Aside: We should know by now that, before doing any major prompt engineering, we need reliable evals. Without evals, how would we measure improvements or regressions? Here’s my usual workflow: (i) manually label ~100 eval examples, (ii) write initial prompt, (iii) run eval, and iterate on prompt and evals, (iv) eval on held-out test set before deployment. Here are write-ups on practical evals for key tasks and how to build evals with a case study.

We’ll use the Claude Messages API for the prompt and code examples below. The prompts are deliberately kept simple and can be further optimized. The API provides specific roles for the user and assistant, as well as a system prompt.

import anthropic


message = anthropic.Anthropic().beta.messages.create(
    model="claude-3-sonnet-20240229",
    max_tokens=1024,
    system="Today is 26th May 2024.",
	messages = [
		{"role": "user", "content": "Hello there."},
		{"role": "assistant", "content": "Hi, I'm Claude. How can I help?"},
		{"role": "user", "content": "What is prompt engineering?"},
	]
)

Mental model: Prompts as conditioning

At the risk of oversimplifying, LLMs are essentially sophisticated probabilistic models. Given an input, they generate probable outputs based on patterns learned from data.
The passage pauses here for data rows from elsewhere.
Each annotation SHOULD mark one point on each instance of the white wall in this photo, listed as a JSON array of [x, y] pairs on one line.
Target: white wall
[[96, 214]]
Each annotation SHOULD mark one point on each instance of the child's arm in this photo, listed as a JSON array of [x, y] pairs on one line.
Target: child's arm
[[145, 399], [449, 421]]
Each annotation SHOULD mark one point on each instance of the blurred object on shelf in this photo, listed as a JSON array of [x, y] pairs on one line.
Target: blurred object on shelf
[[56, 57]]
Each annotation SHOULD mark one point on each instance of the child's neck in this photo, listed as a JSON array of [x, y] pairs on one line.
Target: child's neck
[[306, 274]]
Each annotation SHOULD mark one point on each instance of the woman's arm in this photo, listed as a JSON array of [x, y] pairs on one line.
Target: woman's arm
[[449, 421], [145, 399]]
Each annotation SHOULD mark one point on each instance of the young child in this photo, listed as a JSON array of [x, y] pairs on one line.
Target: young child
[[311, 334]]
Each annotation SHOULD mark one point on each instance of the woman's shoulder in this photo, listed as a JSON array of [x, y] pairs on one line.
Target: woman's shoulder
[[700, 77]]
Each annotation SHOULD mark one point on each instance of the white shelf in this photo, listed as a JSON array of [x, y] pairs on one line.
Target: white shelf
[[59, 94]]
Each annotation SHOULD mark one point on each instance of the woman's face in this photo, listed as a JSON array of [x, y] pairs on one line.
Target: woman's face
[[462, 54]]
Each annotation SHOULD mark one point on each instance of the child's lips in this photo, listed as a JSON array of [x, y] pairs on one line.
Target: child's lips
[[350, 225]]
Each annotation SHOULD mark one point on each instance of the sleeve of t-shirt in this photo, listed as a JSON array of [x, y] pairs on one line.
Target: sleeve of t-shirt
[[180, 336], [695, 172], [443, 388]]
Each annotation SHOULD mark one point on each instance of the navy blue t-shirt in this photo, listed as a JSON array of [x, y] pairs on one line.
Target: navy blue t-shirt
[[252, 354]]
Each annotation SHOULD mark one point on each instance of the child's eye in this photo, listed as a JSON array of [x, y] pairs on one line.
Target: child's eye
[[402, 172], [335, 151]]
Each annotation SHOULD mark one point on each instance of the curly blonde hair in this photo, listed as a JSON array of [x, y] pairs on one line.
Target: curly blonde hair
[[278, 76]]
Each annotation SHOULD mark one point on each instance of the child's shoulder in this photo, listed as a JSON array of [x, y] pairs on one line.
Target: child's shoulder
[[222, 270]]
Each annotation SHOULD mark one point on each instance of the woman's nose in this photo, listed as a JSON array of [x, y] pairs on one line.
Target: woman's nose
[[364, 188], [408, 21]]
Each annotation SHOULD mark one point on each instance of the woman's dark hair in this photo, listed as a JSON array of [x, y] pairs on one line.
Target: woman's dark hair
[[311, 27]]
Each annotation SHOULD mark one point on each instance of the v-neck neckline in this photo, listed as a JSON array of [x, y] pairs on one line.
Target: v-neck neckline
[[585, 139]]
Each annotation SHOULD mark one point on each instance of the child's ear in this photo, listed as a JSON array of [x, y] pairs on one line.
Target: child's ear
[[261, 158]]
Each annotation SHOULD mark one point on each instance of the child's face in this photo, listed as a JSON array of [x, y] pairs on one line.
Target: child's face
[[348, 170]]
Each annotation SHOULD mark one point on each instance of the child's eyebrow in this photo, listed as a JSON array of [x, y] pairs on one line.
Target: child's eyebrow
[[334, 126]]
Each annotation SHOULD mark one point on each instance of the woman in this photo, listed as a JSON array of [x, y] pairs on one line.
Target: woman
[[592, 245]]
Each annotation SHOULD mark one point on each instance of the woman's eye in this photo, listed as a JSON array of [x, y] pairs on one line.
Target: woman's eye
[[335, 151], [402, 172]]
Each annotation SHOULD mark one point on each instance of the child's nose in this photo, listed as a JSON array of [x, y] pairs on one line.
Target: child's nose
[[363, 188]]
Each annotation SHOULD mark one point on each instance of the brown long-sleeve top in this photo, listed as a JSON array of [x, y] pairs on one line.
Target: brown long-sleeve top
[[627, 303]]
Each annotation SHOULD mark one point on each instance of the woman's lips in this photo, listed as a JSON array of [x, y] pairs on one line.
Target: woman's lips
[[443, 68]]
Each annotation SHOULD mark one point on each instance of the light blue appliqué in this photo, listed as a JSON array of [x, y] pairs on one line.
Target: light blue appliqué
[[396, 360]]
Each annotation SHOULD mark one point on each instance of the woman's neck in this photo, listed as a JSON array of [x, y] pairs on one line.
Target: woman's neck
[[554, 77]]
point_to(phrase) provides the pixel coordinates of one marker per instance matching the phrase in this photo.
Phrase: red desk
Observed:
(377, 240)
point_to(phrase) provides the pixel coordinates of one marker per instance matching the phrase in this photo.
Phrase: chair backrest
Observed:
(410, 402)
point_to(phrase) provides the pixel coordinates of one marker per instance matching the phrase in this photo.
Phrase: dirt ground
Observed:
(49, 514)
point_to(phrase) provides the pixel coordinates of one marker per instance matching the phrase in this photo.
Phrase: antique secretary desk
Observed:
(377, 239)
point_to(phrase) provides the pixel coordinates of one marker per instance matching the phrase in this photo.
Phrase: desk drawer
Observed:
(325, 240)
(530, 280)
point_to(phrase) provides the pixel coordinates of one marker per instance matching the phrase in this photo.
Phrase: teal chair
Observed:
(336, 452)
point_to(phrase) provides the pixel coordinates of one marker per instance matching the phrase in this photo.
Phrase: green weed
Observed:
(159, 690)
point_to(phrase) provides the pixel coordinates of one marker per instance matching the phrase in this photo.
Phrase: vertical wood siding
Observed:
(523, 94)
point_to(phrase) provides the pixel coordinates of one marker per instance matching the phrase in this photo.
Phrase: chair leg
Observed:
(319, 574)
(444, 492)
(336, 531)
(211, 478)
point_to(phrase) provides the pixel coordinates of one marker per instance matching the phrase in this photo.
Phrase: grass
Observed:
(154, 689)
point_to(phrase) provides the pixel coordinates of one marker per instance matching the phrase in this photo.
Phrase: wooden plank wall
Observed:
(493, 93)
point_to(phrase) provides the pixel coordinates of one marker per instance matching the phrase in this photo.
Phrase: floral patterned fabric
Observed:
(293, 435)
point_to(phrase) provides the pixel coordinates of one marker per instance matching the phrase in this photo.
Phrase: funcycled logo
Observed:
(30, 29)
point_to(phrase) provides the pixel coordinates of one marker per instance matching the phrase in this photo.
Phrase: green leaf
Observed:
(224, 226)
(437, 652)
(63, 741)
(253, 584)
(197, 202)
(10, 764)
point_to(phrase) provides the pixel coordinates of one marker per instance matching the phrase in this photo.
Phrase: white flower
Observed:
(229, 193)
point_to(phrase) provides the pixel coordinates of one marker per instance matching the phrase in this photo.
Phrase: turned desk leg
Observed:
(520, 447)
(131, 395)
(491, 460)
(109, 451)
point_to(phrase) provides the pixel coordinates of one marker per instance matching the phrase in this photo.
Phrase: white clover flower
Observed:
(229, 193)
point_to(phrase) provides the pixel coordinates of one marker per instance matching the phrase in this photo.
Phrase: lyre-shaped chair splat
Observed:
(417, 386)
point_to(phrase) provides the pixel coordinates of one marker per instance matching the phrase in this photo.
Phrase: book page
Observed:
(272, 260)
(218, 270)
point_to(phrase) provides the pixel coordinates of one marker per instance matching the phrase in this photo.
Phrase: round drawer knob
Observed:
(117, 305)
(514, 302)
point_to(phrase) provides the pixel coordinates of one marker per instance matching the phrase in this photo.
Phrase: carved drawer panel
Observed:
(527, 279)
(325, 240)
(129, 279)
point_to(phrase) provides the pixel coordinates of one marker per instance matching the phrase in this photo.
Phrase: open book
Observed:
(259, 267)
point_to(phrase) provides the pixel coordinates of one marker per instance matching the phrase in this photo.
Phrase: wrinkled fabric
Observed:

Thus, at its core, prompt engineering is about conditioning the probabilistic model to generate our desired output. Thus, each additional instruction or piece of context can be viewed as conditioning that steers the model’s generation in a particular direction. This mental model applies to image generation too.
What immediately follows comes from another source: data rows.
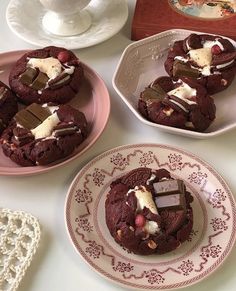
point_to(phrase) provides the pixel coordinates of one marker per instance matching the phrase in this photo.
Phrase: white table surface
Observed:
(57, 266)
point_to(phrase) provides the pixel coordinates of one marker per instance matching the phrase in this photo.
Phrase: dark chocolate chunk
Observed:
(177, 104)
(194, 41)
(181, 69)
(137, 177)
(22, 136)
(28, 76)
(171, 201)
(61, 80)
(153, 93)
(32, 116)
(167, 187)
(38, 111)
(66, 130)
(40, 82)
(223, 58)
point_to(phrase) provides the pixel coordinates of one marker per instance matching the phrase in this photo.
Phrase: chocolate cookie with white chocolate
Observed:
(42, 134)
(139, 221)
(209, 59)
(183, 103)
(50, 74)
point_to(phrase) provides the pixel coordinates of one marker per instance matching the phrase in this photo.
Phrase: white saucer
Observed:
(25, 20)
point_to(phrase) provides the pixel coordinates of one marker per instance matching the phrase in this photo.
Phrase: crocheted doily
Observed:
(19, 239)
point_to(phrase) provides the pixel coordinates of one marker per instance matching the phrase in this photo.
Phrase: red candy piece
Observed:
(216, 50)
(63, 56)
(140, 220)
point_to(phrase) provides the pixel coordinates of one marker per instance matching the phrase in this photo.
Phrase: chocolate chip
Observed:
(27, 119)
(181, 69)
(223, 58)
(38, 111)
(59, 81)
(193, 41)
(171, 201)
(65, 131)
(154, 93)
(28, 76)
(40, 82)
(177, 104)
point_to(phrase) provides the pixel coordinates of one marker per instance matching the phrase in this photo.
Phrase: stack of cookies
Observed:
(46, 129)
(198, 66)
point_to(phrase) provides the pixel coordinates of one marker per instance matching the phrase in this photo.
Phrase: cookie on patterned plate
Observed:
(148, 212)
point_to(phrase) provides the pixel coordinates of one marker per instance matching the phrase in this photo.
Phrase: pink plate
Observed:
(93, 99)
(211, 240)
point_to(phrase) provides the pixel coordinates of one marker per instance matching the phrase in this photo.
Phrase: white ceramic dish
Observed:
(108, 17)
(142, 62)
(214, 229)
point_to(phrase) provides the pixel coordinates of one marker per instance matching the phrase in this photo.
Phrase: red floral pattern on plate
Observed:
(211, 239)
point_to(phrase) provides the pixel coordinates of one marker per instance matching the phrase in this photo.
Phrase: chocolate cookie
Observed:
(183, 103)
(209, 59)
(149, 212)
(8, 106)
(42, 134)
(51, 74)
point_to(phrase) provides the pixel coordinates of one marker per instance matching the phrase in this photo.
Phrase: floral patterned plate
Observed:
(211, 240)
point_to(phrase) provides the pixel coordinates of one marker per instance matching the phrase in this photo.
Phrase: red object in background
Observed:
(154, 16)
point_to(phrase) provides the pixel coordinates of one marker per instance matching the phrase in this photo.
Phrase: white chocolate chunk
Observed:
(184, 91)
(45, 128)
(210, 44)
(151, 227)
(224, 65)
(49, 66)
(202, 57)
(144, 199)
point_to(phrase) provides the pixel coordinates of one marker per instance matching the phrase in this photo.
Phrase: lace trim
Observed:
(19, 239)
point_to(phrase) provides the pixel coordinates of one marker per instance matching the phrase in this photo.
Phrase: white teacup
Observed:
(66, 17)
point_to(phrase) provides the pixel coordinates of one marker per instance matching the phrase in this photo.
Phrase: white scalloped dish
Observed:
(143, 61)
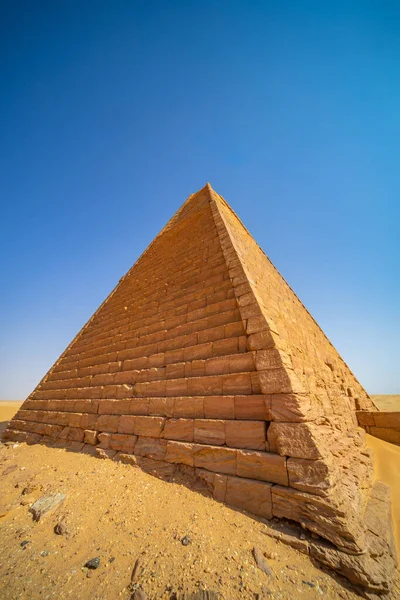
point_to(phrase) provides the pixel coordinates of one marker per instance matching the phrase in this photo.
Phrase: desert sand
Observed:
(185, 541)
(387, 402)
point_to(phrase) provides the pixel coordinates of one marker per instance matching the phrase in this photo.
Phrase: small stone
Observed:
(93, 563)
(261, 562)
(139, 595)
(61, 528)
(45, 505)
(185, 541)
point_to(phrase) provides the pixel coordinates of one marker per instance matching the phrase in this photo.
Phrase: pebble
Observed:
(61, 528)
(185, 541)
(93, 563)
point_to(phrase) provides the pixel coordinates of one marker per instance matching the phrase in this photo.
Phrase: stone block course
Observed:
(203, 359)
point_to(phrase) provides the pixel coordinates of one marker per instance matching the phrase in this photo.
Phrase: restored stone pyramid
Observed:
(203, 359)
Consider the prompts below. The first will likely generate a response about Apple the tech company. The second will describe the fruit. And the third will explain the idiom.

# Prompt 1
Tell me about: Apple

# Prompt 2
Tell me about: Apple fruit

# Prompt 3
Tell me about: Apple of my eye

By simply adding a few tokens, we have conditioned the model to respond differently. By extension, prompt engineering techniques like n-shot prompting, structured input and output, CoT, etc. are simply more sophisticated ways of conditioning the LLM.

Assign roles and responsibilities

One way to condition the model’s output is to assign it a specific role or responsibility. This provides it with context that steers its responses in terms of content, tone, style, etc.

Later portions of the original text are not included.